La notion de culpabilité, très utilisée dans le vocabulaire commun et très liée au factuel et à la notion de coupable renvoie dans la conversation courante tout à la fois à l’élément matériel et moral voire légal de l’infraction : Cherchez le coupable, trouvez le coupable, châtiez le coupable, Est-ce bien le « vrai » coupable ? Se sentir très coupable, et la fameuse expression « responsable mais pas coupable ».

La notion d’imputabilité a exactement le défaut inverse : elle est peu usitée et sa différence avec la culpabilité devient, du coup, obscure au moins pour éclairer un plan.

De plus de par notre choix initial de suivre en première partie le plan du code et de traiter de la loi pénale, nous avons été amenés à traiter déjà du principe de légalité et de ses conséquences, de classification des infractions, et de la qualification des faits.

Nous allons donc préférer organiser les choses autour de trois sous-titres qui rejoignent aussi à peu près l’organisation proposée par J. Pradel, mais qui ne place pas tous ces développements sous la notion de responsabilité pénale mais sous celle d’infraction.

Nous allons partir de la notion de fait générateur de la responsabilité pénale et analyser l’élément matériel de l’infraction et son élément intellectuel (également appelé moral, la faute pénale). En revanche, nous n’examinerons pas là, la notion de fait justificatif qui peut faire obstacle à la responsabilité.

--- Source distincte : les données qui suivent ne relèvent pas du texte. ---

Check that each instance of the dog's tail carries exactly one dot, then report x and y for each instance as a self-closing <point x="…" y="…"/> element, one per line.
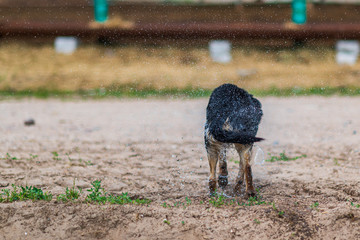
<point x="233" y="136"/>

Nous nous porterons ensuite sur la question de la détermination de la personne qui peut être pénalement responsable (physique ou morale) et de savoir à quel titre elle peut l’être (auteur, complice, responsabilité dite du fait d’autrui).

Enfin, nous en terminerons par toutes les causes d’irresponsabilité pénale, à la fois celles qui jouent sur la culpabilité et l’imputabilité, c’est-à-dire les causes objectives (les faits justificatifs), et les causes subjectives (contrainte, troubles mentaux, minorité).